Dundee Securities: Buy rating and $3.40 target price for Uranium Energy Corporation
According to Dundee Securities:
BUY, High Risk*
Dundee target: US$3.40
February 28, 2013
Initial Resource at Burke Hollow - Advancing Towards Production
Conclusion: We reiterate our BUY rating for UEC, with a price target of US$3.40. An initial 2.89 MM lb U3O8 resource estimate for the Burke Hollow ISR project was announced this morning. This may be the first of the "next generation" of uranium projects to be advanced in South Texas. The project is quickly moving into the company's project pipeline, adding to its hub-and-spoke model. Permitting activities have already started, with a drainage study already completed last month. While Burke Hollow, located just 50 miles from the Hobson Plant (Figure 1), foreshadows long life production in South Texas, UEC remains focused on the near term - Goliad construction and production ramp-up at Palangana, particularly Production Area #3 which was recently permitted.
While grades seem modest for a US ISR deposit, it's important to note that porosity can be a factor just as important as grade. Burke Hollow's fluvial sand/silty sand facies could compensate for the modest grade as this geology bodes well for fluid movement - a key component of ISR mining. Solutions must be able to successfully permeate the sandstone host, dissolving uranium as it percolates through the ore body, and successfully brought back to surface to maximize recovery, regardless of grades. UEC seems confident that this Burke Hollow resource is only the beginning. Very confident actually as only 30% of the property has been explored to date. Management believes further upside may be in the order of 1.8 and 7.2 MM lbs in two areas identified to the southeast of the current resource.
- Two zones identified. Drilling defined a resource of 2.89MMlbs grading 0.047% U3O8 at a 0.02% cut-off (Table 1) along a well defined red-ox boundary. The resource is split by an upper and lower zone, hosting 2.35MMlbs and 0.54MMlbs respectively. Grades were modestly better in the upper zone at 0.048% compared to 0.046% for the lower zone. Exploration began on 22-May-12 with four drill rigs. UEC added two more in June drilling a total of 39,037m in 268 holes by the end of 2012. Two rigs continue to drill.
- Resource expansion likely. Based on wide spaced drilling, well logs and mapping, management is confident that mineralization will be found elsewhere on this massive property. Only 30% of this 17,510 acre property has been drilled, and it could represent a new sub-region of the Goliad district. The company is now moving from known deposits to relatively grassroots showings and occurrences. One lease was added to the north end of this property. Management has history here with Mobile Oil, discovering a red-ox front that has yet to be followed-up.
- Moving towards development. UEC is collecting pre-operational air sampling data, and installing regional baseline monitor wells. A drainage study is complete, and several other studies are scheduled to begin in Q2/13. An ecology assessment to be completed by Q4/13. A Radioactive Material License and Mine Permit application should also begin in Q2/13.
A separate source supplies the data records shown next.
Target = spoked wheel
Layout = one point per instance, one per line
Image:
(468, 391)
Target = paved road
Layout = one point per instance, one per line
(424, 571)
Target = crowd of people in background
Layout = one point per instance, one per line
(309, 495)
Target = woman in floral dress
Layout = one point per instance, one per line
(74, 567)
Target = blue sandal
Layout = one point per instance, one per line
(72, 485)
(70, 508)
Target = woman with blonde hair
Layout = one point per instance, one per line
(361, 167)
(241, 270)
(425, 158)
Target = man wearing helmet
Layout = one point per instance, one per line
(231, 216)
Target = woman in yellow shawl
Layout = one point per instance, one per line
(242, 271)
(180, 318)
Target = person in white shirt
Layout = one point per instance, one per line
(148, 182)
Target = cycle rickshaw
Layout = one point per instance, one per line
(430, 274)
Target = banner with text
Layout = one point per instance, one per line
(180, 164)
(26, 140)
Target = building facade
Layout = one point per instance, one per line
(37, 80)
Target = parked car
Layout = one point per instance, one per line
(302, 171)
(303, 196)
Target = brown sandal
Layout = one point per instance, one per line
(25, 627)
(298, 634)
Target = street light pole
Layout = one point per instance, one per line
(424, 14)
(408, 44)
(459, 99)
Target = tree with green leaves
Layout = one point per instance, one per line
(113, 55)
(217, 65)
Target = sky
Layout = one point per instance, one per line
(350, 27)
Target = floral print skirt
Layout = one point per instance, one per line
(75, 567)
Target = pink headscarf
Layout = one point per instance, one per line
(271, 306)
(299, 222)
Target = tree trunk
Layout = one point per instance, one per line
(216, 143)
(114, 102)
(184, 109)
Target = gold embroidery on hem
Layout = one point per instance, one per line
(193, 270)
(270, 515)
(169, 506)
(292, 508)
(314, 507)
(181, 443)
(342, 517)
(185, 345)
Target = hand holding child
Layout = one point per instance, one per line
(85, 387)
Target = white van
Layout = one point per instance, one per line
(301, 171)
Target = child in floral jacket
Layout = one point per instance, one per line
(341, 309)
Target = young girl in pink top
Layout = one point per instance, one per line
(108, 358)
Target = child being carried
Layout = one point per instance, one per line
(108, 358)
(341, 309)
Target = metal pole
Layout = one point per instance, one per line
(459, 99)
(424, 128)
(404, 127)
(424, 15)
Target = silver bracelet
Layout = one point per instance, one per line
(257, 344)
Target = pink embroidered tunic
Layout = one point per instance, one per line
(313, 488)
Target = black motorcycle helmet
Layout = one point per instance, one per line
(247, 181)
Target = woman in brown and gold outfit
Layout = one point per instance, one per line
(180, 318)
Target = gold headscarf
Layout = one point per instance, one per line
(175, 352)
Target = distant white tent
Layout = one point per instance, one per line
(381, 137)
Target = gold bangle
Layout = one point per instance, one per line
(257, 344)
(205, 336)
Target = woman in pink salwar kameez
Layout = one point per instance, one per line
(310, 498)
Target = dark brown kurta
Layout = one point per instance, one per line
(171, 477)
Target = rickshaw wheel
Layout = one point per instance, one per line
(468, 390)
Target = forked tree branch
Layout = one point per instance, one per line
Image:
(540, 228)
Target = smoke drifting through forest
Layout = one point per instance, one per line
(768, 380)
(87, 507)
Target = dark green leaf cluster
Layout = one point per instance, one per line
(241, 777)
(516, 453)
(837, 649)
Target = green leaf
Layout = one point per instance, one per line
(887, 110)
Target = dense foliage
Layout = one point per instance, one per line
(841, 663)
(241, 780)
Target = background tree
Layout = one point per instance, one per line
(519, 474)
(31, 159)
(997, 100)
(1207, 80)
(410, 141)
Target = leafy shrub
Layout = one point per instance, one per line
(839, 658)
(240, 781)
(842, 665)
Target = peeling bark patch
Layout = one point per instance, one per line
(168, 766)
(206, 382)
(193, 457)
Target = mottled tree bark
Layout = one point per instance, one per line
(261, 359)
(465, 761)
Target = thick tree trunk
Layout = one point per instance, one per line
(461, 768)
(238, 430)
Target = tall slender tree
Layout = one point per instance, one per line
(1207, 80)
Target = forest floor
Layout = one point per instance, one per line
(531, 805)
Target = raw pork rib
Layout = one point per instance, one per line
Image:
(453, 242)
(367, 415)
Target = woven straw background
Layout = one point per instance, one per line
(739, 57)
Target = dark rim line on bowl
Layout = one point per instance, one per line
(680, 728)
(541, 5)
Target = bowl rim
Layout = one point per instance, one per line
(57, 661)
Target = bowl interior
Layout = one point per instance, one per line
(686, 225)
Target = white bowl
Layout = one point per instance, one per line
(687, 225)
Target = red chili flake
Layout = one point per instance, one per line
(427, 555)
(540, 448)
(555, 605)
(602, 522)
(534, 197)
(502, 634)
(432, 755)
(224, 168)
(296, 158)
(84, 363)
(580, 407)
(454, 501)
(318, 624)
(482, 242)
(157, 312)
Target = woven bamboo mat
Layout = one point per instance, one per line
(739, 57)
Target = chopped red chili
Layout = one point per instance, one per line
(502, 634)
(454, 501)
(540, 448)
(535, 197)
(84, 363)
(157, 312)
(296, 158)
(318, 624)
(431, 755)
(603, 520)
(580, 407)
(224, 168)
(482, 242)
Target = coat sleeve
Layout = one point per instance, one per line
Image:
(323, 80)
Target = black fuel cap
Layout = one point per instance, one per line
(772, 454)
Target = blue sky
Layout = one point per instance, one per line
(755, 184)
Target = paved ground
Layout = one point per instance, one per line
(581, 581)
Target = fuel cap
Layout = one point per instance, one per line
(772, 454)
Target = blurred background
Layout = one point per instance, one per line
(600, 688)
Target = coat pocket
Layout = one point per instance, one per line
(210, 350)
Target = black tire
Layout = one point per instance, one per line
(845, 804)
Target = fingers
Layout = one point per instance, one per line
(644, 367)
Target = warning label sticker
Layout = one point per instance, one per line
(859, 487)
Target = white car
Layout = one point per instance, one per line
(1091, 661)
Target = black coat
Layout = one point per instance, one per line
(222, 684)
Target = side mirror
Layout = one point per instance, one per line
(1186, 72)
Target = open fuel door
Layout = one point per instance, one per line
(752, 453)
- Valuation. We value UEC using a 10% DCF model, 1.0x multiple, and our own uranium price assumptions. UEC is 100% un-hedged, producing uranium from three units at its Palangana mine. We expect 250,000lbs production in FY/13 (year-end July), with an eventual ramp-up to steady state of 1.3MMlbs pa in FY/16. Goliad added in FY/14 will help. Total cash costs are expected to average at US$21/lb. We add resources from Burke Hollow but make no changes to our target price.